The law also allows patients to grow limited amounts of marijuana and protects physicians who recommend it. Patients can keep 1 ounce of marijuana or grow six plants, including three flowering plants. Alaska joins Washington, Oregon, California, Arizona, and Nevada by legalizing the use of marijuana.
Implementation of the Alaska law has not come without problems, however. The law requires patients to obtain identification cards to prevent being arrested. The Department of Health and Social Services, however, is not yet accepting applications to develop a registry of qualified patients.
Sites get research nod for genome project
The National Institutes of Health recently announced three sites where researchers will attempt to unravel the hidden codes in human DNA. A first draft could be possible by the first quarter of 2000.
Originally, researchers were shooting for 2005 to complete the sequencing of the 3 billion chemical unit code of the human genome. Technological advances, however, prompted researchers to push the deadline forward to 2003.
Research of the human genome, which consists of all of the DNA in our chromosomes, will be conducted at the Washington University School of Medicine in St. Louis, Baylor College of Medicine in Houston, and the Whitehead Institute in Cambridge, MA.
The project will allow researchers to decipher the basic units of heredity. It will then focus on how genes determine physical characteristics, such as the way babies develop or what diseases people get — with the ultimate goal of determining ways to prevent the estimated 4,000 genetic diseases in humans.The three institutions will share $81.6 million in funding over the next year.
Group raises concern over confidentiality bills
Health information confidentiality legislation is gaining speed on Capitol Hill these days, with three bills introduced in mid-March, but not everyone is gung-ho over the measures.
The Chicago-based American Health Information Management Association (AHIMA) has stated its concern over provisions in legislation that could endanger health information, not protect it.
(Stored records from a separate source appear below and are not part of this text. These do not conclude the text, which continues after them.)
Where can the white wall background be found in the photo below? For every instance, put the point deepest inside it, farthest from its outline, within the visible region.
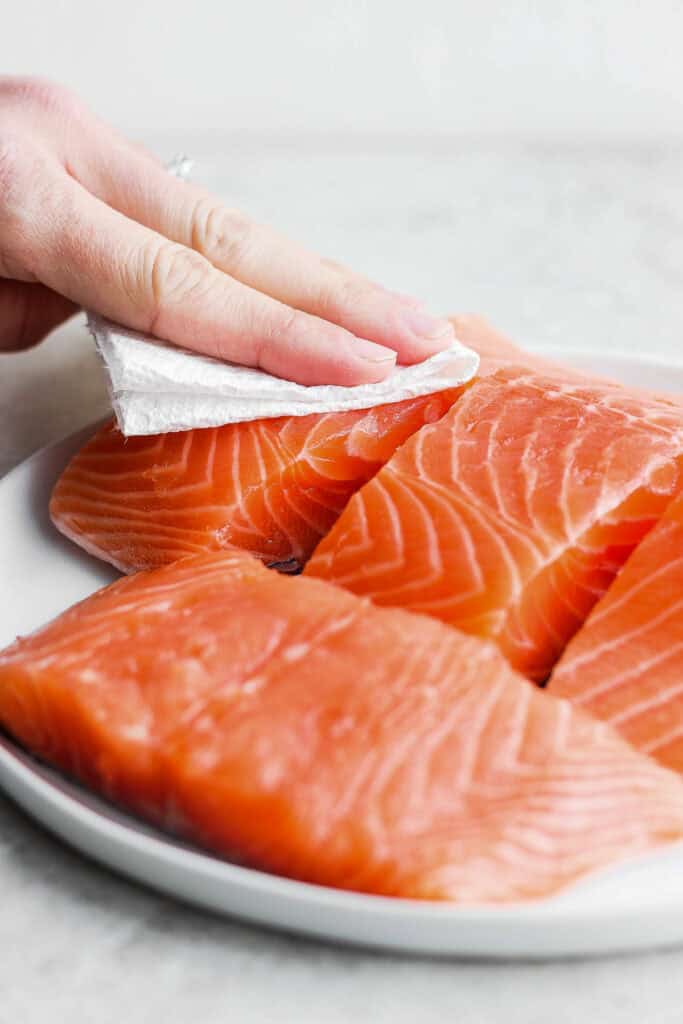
(169, 70)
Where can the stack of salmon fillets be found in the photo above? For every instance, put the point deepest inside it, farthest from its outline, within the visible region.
(481, 665)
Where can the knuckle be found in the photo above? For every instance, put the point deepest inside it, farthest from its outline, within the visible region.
(172, 274)
(11, 163)
(220, 232)
(52, 97)
(343, 294)
(290, 324)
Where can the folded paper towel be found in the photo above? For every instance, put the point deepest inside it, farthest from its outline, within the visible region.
(157, 387)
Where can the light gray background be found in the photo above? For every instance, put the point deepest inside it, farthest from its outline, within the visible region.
(522, 160)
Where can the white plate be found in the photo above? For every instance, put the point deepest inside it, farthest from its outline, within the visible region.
(630, 907)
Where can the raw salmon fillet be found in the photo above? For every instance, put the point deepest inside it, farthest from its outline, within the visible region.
(298, 728)
(498, 352)
(271, 486)
(626, 665)
(511, 516)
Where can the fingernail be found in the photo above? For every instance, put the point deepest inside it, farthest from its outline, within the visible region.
(371, 352)
(426, 327)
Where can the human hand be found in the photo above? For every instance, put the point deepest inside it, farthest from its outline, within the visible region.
(88, 219)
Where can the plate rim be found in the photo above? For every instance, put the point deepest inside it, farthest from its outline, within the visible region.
(22, 777)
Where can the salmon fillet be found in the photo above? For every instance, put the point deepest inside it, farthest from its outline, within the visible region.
(511, 515)
(293, 726)
(271, 486)
(626, 665)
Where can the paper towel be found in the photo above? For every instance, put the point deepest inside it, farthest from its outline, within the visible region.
(157, 387)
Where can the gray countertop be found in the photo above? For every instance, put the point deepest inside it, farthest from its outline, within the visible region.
(580, 247)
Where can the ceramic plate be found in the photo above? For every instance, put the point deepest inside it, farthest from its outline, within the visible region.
(635, 906)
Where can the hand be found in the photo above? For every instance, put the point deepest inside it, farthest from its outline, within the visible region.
(88, 219)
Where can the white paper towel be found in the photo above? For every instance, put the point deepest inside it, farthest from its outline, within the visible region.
(157, 387)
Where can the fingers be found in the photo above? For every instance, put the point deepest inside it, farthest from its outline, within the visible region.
(258, 256)
(28, 313)
(83, 249)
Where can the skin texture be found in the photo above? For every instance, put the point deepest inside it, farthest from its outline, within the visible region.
(89, 219)
(251, 713)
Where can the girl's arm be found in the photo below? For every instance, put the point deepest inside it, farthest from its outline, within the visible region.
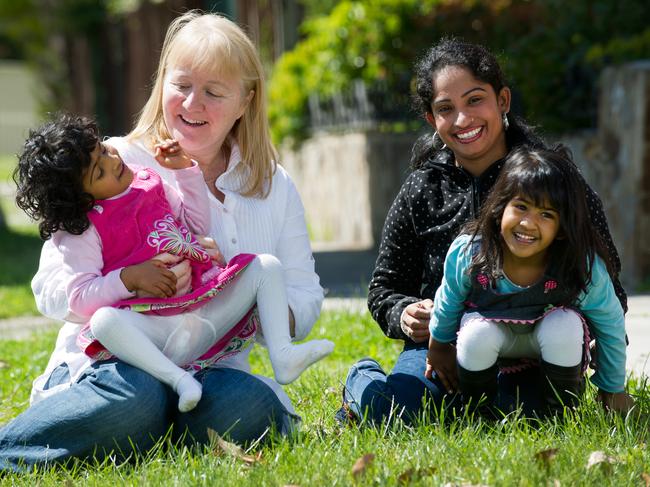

At issue are parts of the Medical Information Privacy and Security Act, known in the Senate as S 573 and in the House as HR 1057.
"S 573 and HR 1057 contain provisions that would fail to comprehensively pre-empt state health information confidentiality laws, leaving in place the current patchwork of state laws and rules federal intervention is supposed to remedy," explains AHIMA Executive Vice President and CEO Linda L. Kloss, RRA.
Additionally, the bills would treat various types of health information differently and make it impossible to maintain uniformly high standards for the management of records, Kloss states.
"All health information is important and deserves equal protection. Treating mental health information, genetic information, and other health information differently would add to the confusion and increase the potential for errors," he says.
Congressional debate goes to heart of the matter
In a battle of insurance companies against physicians and consumers, Congress may have reached the heart of the debate over placing tighter restrictions on managed care organizations. The most contentious issue, it seems, is who decides what treatments or procedures are medically necessary.
Insurers argue that physicians are wanting a blank check’ mentality from them to spend money on what may not even be the best treatment available. Employers and consumers who want additional health care should demand it, and pay for it, when negotiating contracts with insurance companies, lobbyists say.
Physicians and caregivers, however, have a simpler case: patients are denied care they need without legal guarantees. The Chicago-based American Medical Association, for example, cites health insurance contracts that specifically give MCOs sole discretion to determine whether care is medically necessary. Congress could not reach agreement on MCO legislation last year, but several bills have been introduced this year by both parties, and the chances are better for some form of legislation to pass.